Factors leading to tyre wear include age and frequency of driving, emergency braking, misaligned wheels and incorrect tyre inflation. And, of course, poor road surfaces and potholes can cause damage. Experts recommend that you inspect your tyres for damage fortnightly at least, and especially before a long journey. 
Some simple measures you can carry out yourself include checking tyre pressures. An under-inflated tyre can impact your safety by overheating, leading to a possible blowout. On the other hand, an over-inflated tyre will lead to poor road handling. In both cases, incorrect inflation will lead to reduced fuel economy and uneven tread wear. Uneven tread wear means you’ll have to change your tyres more often. 

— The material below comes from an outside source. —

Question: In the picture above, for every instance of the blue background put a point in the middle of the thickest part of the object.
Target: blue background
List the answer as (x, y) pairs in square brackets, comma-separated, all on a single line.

Many cars require different tyre pressures for the front and rear wheels. You’ll find the pressure ratings in your car’s handbook or printed on the driver’s side sill or the inside of the fuel flap. And if your car does carry a spare wheel, it’s important to ensure it has the correct pressure too. 
When driving, especially in wet weather, your tyres must have enough tread to grip the road. The braking distance, for example, increases as the tyre tread wears down. The legal limit for tread depth is 1.6mm across the centre of the tyre and around the perimeter edge. When the tread wears down to 3mm in any of these areas, it’s time to replace your tyre to maintain safe braking. 
You can check your tread with a tread gauge, available from most accessory shops such as Halfords. 
Or, more cheaply, you can use a UK 20p coin. Slot it inside the central tread groove of the tyre. If the rubber obscures the coin's outer band, then your tyres have enough legal tread. If the coin's outer band is visible, your tyre is reaching the limit, and it’s time to have them checked and possibly replaced.